- Interactive map of Inter Scaldes

Restaurant information
- Established: 1968
- Head chef: Jannis Brevet
- Food type: French
- Rating: Michelin Guide
- Location: Zandweg 2, Kruiningen, 4416 NA, Netherlands
- Seating capacity: 55
- Website: website

= Inter Scaldes =

Inter Scaldes is a restaurant located in Kruiningen in the Netherlands. It is a fine dining restaurant that is awarded one Michelin stars from 1977 to 1983, two stars from 1984 to 2017 and three stars as of 2018 GaultMillau awarded them 19.50 points (out of 20).

Restaurant Inter Scaldes earned its second star in 1984 under the leadership of head chef Maartje Boudeling.
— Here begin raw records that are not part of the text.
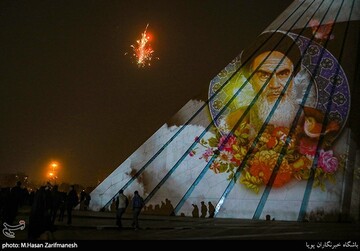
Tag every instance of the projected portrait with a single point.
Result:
(280, 104)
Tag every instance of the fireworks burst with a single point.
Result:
(142, 50)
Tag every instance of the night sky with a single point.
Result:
(69, 94)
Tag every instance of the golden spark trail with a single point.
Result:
(143, 51)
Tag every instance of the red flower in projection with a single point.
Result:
(294, 163)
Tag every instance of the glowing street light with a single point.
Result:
(52, 174)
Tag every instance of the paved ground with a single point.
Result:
(101, 226)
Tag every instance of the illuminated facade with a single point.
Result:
(276, 136)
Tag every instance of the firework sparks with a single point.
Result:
(142, 50)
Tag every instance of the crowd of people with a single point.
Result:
(47, 204)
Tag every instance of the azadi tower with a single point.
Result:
(278, 134)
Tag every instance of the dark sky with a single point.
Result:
(69, 94)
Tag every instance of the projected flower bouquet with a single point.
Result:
(256, 161)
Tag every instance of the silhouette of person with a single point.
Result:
(203, 210)
(71, 201)
(122, 204)
(195, 212)
(137, 205)
(211, 210)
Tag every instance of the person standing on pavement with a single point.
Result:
(137, 205)
(122, 205)
(72, 200)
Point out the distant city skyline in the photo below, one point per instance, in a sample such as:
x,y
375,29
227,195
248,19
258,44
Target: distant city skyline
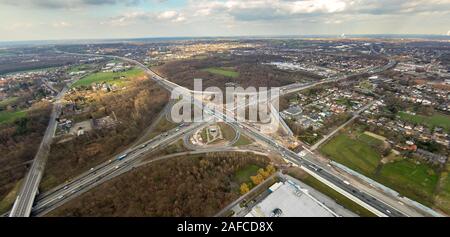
x,y
23,20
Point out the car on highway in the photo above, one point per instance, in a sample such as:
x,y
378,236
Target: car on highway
x,y
121,157
143,146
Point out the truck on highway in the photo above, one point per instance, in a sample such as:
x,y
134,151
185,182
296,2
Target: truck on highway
x,y
122,156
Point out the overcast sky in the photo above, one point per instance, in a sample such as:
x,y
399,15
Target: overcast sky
x,y
89,19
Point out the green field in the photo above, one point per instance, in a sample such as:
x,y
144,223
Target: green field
x,y
437,120
355,154
243,140
442,199
7,116
8,101
369,140
228,132
227,72
243,175
416,181
110,77
78,68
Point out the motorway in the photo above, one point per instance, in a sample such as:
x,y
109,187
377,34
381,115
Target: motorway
x,y
375,205
105,171
27,193
355,116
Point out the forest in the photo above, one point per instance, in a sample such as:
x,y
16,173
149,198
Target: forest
x,y
19,141
135,108
250,70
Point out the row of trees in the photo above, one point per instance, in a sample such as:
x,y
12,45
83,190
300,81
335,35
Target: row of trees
x,y
198,185
252,72
262,175
18,144
135,108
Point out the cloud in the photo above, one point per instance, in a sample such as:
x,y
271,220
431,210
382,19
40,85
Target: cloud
x,y
61,24
141,16
56,4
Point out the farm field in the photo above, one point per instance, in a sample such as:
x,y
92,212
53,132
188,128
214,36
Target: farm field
x,y
437,120
7,116
355,154
411,178
110,77
227,72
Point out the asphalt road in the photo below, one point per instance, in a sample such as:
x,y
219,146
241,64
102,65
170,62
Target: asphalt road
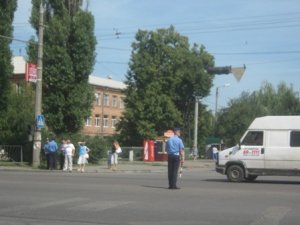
x,y
205,197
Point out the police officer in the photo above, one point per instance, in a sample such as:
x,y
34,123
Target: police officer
x,y
175,150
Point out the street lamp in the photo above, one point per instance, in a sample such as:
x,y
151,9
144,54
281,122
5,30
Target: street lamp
x,y
197,99
217,97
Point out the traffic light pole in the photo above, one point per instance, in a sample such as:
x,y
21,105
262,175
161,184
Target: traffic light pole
x,y
37,141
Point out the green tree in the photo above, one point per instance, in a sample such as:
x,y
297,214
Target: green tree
x,y
69,56
234,120
7,10
164,75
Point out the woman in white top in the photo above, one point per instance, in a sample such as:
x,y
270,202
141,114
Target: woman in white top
x,y
69,153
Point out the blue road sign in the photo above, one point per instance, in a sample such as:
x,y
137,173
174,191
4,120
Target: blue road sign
x,y
40,121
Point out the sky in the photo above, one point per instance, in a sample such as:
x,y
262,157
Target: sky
x,y
263,35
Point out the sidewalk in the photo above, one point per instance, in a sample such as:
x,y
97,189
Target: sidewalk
x,y
127,167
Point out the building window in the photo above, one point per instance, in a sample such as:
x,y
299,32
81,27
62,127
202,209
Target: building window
x,y
98,98
114,122
115,101
97,121
254,138
88,121
106,100
295,139
121,103
105,121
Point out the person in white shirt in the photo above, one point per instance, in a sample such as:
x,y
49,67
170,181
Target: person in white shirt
x,y
69,153
215,153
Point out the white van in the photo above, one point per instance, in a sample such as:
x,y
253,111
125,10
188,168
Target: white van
x,y
270,146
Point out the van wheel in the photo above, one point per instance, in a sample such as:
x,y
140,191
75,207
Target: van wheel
x,y
251,178
235,173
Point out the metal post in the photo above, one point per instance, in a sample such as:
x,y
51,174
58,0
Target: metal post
x,y
217,96
197,98
37,141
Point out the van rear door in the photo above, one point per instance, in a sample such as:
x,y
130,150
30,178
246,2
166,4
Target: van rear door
x,y
279,154
252,150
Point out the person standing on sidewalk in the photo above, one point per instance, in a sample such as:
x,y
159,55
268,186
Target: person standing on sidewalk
x,y
62,153
83,156
175,150
116,149
69,153
46,151
52,148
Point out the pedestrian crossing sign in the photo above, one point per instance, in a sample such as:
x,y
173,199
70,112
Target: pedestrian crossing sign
x,y
40,121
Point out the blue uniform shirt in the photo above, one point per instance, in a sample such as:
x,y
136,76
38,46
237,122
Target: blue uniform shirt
x,y
174,145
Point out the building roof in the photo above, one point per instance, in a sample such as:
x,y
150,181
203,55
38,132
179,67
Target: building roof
x,y
19,64
106,82
276,123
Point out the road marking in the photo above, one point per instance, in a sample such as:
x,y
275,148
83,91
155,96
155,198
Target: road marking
x,y
271,216
99,205
20,209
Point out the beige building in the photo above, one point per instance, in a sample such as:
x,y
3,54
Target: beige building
x,y
107,107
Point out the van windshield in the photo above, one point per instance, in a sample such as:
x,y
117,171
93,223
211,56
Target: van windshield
x,y
253,138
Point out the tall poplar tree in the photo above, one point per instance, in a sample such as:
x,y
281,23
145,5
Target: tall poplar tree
x,y
69,57
164,75
7,10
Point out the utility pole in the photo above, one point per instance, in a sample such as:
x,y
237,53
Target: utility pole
x,y
37,141
197,99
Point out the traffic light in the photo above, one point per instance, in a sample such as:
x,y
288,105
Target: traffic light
x,y
219,70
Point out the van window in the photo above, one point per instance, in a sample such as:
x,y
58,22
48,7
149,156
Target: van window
x,y
295,139
253,138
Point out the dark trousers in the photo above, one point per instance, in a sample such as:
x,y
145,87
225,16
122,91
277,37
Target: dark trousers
x,y
52,160
173,166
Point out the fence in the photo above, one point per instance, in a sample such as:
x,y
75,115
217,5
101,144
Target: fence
x,y
11,153
137,153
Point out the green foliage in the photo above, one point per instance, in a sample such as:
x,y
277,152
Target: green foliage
x,y
7,9
234,120
16,121
164,76
69,56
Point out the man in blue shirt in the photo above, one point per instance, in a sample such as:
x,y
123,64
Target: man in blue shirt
x,y
52,148
175,150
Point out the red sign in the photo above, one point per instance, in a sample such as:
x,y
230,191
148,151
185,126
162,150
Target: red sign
x,y
31,72
169,133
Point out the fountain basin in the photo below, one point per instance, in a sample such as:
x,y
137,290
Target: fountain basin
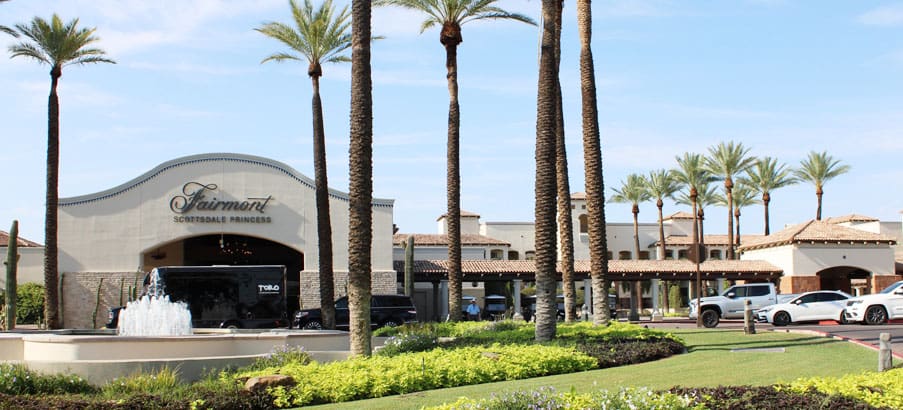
x,y
99,358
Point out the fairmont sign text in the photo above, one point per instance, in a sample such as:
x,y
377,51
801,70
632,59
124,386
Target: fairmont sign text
x,y
198,203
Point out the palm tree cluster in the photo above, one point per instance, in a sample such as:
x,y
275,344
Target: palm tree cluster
x,y
747,180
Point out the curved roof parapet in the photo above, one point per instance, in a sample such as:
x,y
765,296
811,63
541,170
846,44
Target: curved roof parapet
x,y
212,157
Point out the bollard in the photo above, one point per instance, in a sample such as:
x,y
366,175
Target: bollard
x,y
885,357
749,324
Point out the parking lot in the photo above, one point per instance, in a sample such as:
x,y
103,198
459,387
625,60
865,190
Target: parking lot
x,y
865,334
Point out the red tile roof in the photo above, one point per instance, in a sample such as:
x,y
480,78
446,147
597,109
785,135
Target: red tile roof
x,y
467,239
23,243
817,232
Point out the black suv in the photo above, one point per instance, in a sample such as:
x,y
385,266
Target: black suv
x,y
385,310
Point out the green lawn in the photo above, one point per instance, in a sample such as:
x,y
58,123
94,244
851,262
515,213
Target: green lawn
x,y
709,362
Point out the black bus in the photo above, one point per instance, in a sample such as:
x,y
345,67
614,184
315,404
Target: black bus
x,y
237,297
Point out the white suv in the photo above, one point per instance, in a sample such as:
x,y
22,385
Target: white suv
x,y
878,308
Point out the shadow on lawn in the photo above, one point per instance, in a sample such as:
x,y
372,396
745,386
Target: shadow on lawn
x,y
809,341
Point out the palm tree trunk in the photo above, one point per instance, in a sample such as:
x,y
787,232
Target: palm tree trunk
x,y
324,223
637,285
545,186
592,165
729,192
453,190
51,264
360,181
565,222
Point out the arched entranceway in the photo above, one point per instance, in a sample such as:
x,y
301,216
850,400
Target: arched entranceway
x,y
231,249
844,278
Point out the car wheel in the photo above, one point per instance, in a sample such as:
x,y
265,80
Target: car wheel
x,y
710,318
875,315
843,318
313,325
781,319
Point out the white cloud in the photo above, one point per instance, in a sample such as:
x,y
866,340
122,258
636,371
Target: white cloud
x,y
882,16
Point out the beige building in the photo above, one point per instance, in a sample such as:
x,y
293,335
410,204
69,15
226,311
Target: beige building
x,y
210,209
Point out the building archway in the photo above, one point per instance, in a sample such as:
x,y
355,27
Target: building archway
x,y
231,249
848,279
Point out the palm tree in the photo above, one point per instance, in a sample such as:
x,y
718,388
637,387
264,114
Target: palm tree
x,y
565,227
56,44
766,176
546,184
360,181
592,166
725,161
633,191
818,168
450,15
660,184
692,174
318,37
744,195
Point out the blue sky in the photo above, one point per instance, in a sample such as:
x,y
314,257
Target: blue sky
x,y
782,77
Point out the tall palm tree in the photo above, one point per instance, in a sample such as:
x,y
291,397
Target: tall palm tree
x,y
56,44
565,226
817,169
546,184
765,176
633,191
660,184
726,160
692,174
360,181
450,15
318,37
592,166
744,195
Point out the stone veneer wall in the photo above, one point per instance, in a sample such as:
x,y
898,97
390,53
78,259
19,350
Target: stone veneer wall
x,y
883,281
79,296
381,283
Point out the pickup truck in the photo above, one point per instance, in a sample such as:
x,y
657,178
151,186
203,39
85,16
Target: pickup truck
x,y
878,308
732,303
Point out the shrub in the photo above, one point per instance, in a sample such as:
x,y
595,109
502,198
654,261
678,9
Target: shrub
x,y
30,303
548,398
767,398
378,376
884,389
16,379
408,343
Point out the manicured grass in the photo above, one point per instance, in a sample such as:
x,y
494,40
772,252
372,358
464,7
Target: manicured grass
x,y
709,362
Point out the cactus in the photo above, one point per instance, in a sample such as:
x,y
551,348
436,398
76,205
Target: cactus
x,y
12,262
96,305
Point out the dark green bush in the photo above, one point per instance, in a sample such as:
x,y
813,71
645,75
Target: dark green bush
x,y
767,398
30,303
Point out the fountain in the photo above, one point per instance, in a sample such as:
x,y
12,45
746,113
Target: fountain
x,y
154,314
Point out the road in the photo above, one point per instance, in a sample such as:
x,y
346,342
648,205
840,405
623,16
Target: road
x,y
865,334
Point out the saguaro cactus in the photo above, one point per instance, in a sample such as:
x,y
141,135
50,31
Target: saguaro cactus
x,y
12,261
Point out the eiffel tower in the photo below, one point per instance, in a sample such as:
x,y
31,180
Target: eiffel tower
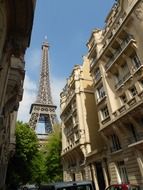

In 2001 the present head chef Jannis Brevet (ex-Helianthushof) took over. In 2018 Inter Scaldes earned its third star, under chef Jannis Brevet

Inter Scaldes (Latin for "Between the Scheldt") is a member of Les Patrons Cuisiniers and Tradition Qualité.

==Building==
The restaurant is located just outside Kruiningen. The house was built in 1927 by a veterinarian, who lived there until 1953. After that, it was in use as barracks for the Royal Marechaussee. In 1968, after the purchase by Maartje en Kees Boudeling, it became a restaurant. The building is surrounded by an English garden.

The restaurant burned down on 10 September 2003. It reopened in May 2004.